Here’s three stories from my native country, Italy.
As with all cities, in Bologna the downsizing of the City’s staff and other, more contingent factors, have left a legacy of buildings that the city owns, but does not know how to use – nor, knowing it, would it have the manpower and money to do so). Recently the city produced a georeferenced list of such properties and released it in open format on the city’s open data website. This allows and encourages anyone to download the data, visualize them on a city map and dream up ways to use them better. The city has also activated a dedicate email address to collect suggestions that might come from citizens, business or other entities.
Another Italian city, Matera, has launched an international call for hackers and social innovators. The call makes a radical proposition: become “innovators-in-residence” for a period ranging from one to four months, living in town and interacting with the local community to cook up low- and no-cost hacks for a better city. Anyone can apply, with no limitations on qualifications, nationality or age. The resident hackers will live and work in the unMonastery, a new kind of living and working space that takes inspiration from 10th century monastic life. According to its founder Ben Vickers, the unMonastery’s goal is to “embed expert knowledge into a local community”.

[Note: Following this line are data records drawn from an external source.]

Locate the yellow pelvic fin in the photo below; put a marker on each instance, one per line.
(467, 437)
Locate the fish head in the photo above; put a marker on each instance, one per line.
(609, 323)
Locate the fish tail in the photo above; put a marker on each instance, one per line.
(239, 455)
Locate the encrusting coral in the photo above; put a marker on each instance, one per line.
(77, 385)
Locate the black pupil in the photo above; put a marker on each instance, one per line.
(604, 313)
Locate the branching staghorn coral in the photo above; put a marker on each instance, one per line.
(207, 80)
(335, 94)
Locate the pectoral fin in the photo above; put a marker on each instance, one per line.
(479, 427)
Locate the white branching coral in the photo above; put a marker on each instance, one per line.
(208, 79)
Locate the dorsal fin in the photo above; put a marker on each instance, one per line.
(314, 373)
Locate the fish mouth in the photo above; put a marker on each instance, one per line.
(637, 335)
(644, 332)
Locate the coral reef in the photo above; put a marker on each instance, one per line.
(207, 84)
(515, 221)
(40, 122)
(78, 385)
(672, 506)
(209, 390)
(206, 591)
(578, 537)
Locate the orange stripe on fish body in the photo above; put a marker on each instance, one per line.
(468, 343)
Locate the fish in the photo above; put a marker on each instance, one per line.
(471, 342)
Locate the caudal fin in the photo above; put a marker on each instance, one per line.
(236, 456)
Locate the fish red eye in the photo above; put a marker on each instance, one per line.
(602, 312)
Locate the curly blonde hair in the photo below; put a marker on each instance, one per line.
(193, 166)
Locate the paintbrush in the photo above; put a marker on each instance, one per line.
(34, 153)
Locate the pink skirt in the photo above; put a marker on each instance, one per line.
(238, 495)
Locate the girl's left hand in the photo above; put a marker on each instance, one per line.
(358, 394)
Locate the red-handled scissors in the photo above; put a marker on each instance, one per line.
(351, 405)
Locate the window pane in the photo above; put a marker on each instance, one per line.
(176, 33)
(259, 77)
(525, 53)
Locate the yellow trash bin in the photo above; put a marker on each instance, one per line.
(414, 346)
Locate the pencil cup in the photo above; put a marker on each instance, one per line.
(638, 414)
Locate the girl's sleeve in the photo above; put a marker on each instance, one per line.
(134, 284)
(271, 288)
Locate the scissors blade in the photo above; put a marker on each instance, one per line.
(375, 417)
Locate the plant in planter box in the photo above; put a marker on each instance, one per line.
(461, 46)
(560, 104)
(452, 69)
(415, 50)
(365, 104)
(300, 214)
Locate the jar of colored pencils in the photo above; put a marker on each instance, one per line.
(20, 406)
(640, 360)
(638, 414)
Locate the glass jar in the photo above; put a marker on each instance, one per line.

In the very same week, online magazine CheFuturo launched a free map that gives its users access to 24,000 open hotspots scattered across the country. Thousands of citizen helped to build its dataset, simply by using a dedicated hashtag on Twitter and Facebook; validation, dataset cleanup and app development were contributed by the Chefuturo group, at no cost to the taxpayer. The dataset will be maintained by Wikitalia, a NGO for open government (disclaimer: I am a member of its board).
These three Italian stories developed indipendently one from the other. They happened in different places; are trying to solve different problems; their initiators (Bologna’s digital agenda alderman, Matteo Lepore; the director of the Matera 2019 committee, Paolo Verri; and CheFuturo’s editor-in-chief Riccardo Luna) did not coordinate. Yet, they share a common approach, a similar idea of how you get things done. More than that: they share a vision of how to live together in our cities. This: when faced with the most difficult challenges, the best card to play is the citizenry’s collective intelligence. Consequently, it is essential to give citizens information and power of initiative, so that such collective intelligence can be mobilized.
These are small-scale initiatives that – wisely – seek to squeeze tangible results from few or no resources. And yet, they contain a seed for the reversal of a thousands of years old idea of what it means “to govern”. From the hereditary bureaucracy of ancient Egypt’s scribes to the top-down “scientific” collectivization of farming in Stalin’s Soviet Union; and through Plato’s philosopher-kings ruled Republic and Imperial China’s invention of a meritocratica civil service, the art of governing has almost always been rooted in the idea that the governed are unable to make wise decisions. This tradition imagines good government as a far-sighted decision, made in the common interest by a carefully selected élite. Instead, Lepore and Verri decentralize: they don’t try to find solutions to their respective problems; they don’t even try to identify a priori people or organizations that could suggest such solutions (“let’s open up a forum with local business and the university”). They simply inform and enable citizens. Not just their own, either, but those of the whole planet. Why not? The Internet makes this last choice obvious and free. It is very possible for a Materan to come up with a good idea for one of the unused spaces in Bologna, or for a Ghanaian to suggest a useful and realistic project for Matera. It would be senseless to exclude potentially valuable input from the get go. On the other side of this game, you find citizens like Luna, who are able to turn generic aspirations (“we need channels to stay connected while mobile”) into specific actions (“let’s map open wi-fi hotspots! Once we aggregate them, we’ll have made visible a nationwide network that’s already there, only no one knows it”) – and to do so without waiting for anyone’s permission.
A few months ago, I asked myself what we mean by “smart” in smart cities. My answer was that there are two alternative answers. One considers that the smarts of a city is concentrated in its universities and in the R&D labs of its large, hi-tech companies, and gives citizens the role of consumers of the various gadgets that these invent. The other, on the contrary, maintains that the smarts of a city is distributed among all citizens, and works to create spaces for everyone’s creativity to find outlets. The first approach to smart cities produces electric cars, in response to questions like “how can we reduce emissions from cars in the city?”; the second one produces bicycle cooperatives and urban farming, in response to questions like “do we really need cars to get around?”. It seems clear to me that the initiatives of Bologna, Matera and CheFuturo subscribe to this second approach.
From what I have heard, Lepore, Verri and Luna have all read and thought through my post. But whether they did or not is irrelevant: the spirit of radical decentralization in the choices they made is great news for those that, like me, believe that any city’s best tool is promoting the creativity of its citizens. Just as countless smart cities-themed conferences discuss sensors, the Internet of things and large-scale investments to program, thousands of smart citizens get together, experiment, fail, make progress, often collaborating with their institutions. The ones have money and large organizations; the others have many people, and networks to connect them. It will be interesting, in the end, to see which side will have been the smarter.